"CLarke" <(E-Mail Removed)> wrote in message
news:2489BD8F-F8F3-470F-8A17-(E-Mail Removed)...
> I have a RRAS server on an SBS 2003 box and it works well for Windows
> clients. I thought I would try and get smart and install a WIndows XP Pro
> workstation with two Network cards and enable routing on the workstation.
> the intention was for this to be a router, It would get a VPN connection
> with
> the server across the internet, and the clients would not have to
> individually make there connections to the VPN server. Sort of a Site to
> Site VPN, but one side is 2003, and the other is XP. I can get the PC
> making
> the connection to work on the VPN, but as soon as I ask any clients in the
> Internal NIC of the XP pro PC to use ping though the router we get no
> reply.
>
> RRAS server 192.168.50.1/GW 192.168.50.254
> Router 192.168.50.254/204.x.x.x
>
> Windows XP NIC1/Internal 192.168.10.1/GW 192.168.11.1
> Windows XP NIC2/External 192.168.11.1/GW 192.168.11.254
> Router 192.168.11.254/158.x.x.x
>
> Clients 192.168.10.10-20/GW 192.168.10.1
> I hope this explains what I am tring to do. basically i want to stop the
> PC's using Software and isntall a small XP Pro Workstation which will
> actually create the VPN and use XP as the router. Like I said above I can
> surf and use DNS on the network from 192.168.10.1 the PC that creates the
> VPN, but when I try it on the clients 192.168.10.20-30 I get nothing.

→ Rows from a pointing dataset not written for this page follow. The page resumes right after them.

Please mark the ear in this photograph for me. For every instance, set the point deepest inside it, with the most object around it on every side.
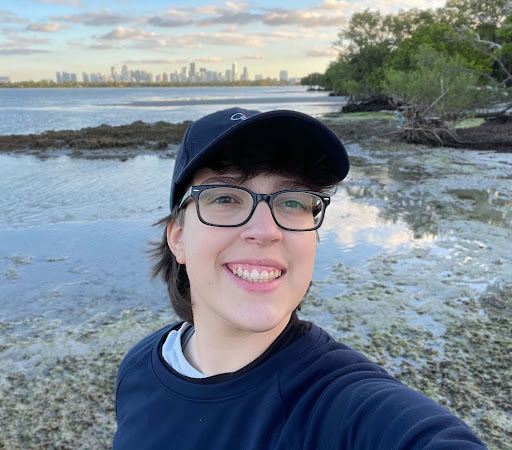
(175, 241)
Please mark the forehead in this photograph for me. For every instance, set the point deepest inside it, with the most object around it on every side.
(273, 181)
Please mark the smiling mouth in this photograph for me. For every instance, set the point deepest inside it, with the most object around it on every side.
(255, 275)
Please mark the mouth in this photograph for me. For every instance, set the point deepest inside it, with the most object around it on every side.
(255, 273)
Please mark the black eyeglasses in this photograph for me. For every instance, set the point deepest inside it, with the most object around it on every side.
(233, 206)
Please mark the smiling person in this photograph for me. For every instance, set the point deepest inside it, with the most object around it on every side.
(241, 370)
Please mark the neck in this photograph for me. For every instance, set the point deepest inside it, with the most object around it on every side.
(215, 349)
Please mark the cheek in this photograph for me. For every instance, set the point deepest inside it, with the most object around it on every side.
(304, 251)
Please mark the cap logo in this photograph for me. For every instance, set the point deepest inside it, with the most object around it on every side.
(238, 116)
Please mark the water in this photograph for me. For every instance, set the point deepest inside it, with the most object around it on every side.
(73, 235)
(25, 111)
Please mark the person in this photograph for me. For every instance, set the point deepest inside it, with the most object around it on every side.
(240, 370)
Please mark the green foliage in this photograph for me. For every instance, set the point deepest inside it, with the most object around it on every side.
(436, 86)
(313, 79)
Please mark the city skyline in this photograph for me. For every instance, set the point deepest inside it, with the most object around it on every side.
(40, 37)
(190, 74)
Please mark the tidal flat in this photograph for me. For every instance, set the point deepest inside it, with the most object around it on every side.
(433, 305)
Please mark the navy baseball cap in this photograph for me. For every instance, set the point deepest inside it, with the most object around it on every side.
(207, 134)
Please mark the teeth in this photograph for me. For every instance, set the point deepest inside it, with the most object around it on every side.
(255, 276)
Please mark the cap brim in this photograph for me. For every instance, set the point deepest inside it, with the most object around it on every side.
(295, 127)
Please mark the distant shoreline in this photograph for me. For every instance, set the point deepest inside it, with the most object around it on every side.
(115, 84)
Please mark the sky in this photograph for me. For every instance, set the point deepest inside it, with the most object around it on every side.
(41, 37)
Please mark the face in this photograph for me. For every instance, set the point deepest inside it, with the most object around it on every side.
(248, 278)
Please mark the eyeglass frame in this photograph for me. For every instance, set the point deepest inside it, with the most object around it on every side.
(195, 191)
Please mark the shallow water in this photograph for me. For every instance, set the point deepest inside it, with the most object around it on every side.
(413, 269)
(73, 235)
(25, 111)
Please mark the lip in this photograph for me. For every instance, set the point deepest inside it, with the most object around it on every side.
(256, 287)
(259, 262)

> Any ideas, or cna this not be done.
Routing is a two way process. Getting traffic from one site to the other
is not sufficient. You also need routes to get the replies back again.
Site to site routing works, but it is not as simple as that. You really
need a server/router at each end. With a RRAS server at each end you can
link the static routes needed to route between subnets to demand-dial
interfaces, and then connect using these demand-dial interfaces as
connection points. There is really no way to do it with XP. You can route
traffic to the XP machine, but not to the subnet behind it.